Couples spending average of €25,000 on weddings

THE average Irish wedding costs €25,000 and has become another example of the wider consumerist values that seem to be embracing Irish life, according to a leading sociologist.

Marriage remained a major rite of passage and was still marked by elaborate ceremonies, senior sociology lecturer at University College Cork, Dr Linda Connolly, said.

Research by one of her students on brides found that the average cost of an Irish wedding was €25,000, Dr Connolly told the Merriman Summer School in Lisdoonvarna, Co Clare, yesterday.

“The custom in Ireland that the bride’s father pays for the wedding is, of course, reflective of more elaborate formal exchanges of economic resources which took place in the past in, for example, the ‘match’,” Dr Connolly said.

But today families were no longer based on lifelong marriage and the “blended family” with stepchildren was emerging with the advent of divorce, she added.

Marriage in Ireland has decreased in recent years, the 2002 Census showing 47.1% of population were married, 42.5% single and the remaining 10.4% widowed or separated/divorced, Dr Connolly said.
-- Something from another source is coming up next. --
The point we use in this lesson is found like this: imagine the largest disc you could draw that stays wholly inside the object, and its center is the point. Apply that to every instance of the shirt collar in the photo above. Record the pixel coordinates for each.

Ironically, however, divorce does not signal the decline of marriage. “One of the main reasons why people get divorced in the first place is to get married again,” she added.

Motherhood was allegedly one of the most valued social institutions in Ireland, but Dr Connolly said the State support for childcare, maternity leave and paternity leave was quite at odds with this image and Ireland was way behind the rest of Europe.

“In my new recent status as a working mother, I have been appalled at the gap between rhetoric and reality in Ireland,” she said.

Dr Connolly said she supported the proposal to update the Constitution from regarding the woman’s role in the home as primary, to giving special recognition to “persons” caring for others within the home.

The All-Party Oireachtas Committee on the Constitution (APOCC) is examining the Constitution to determine if the articles on the family should be changed to embrace the changes in Irish life.

But APOCC chairman Deputy Denis O’Donovan told the Merriman Summer School he declined to reveal how the family would be redefined in future.

“These issues are now before the Midnight Court - before the committee has made up its mind about them they must remain sub-judice and my lips are sealed,” he said.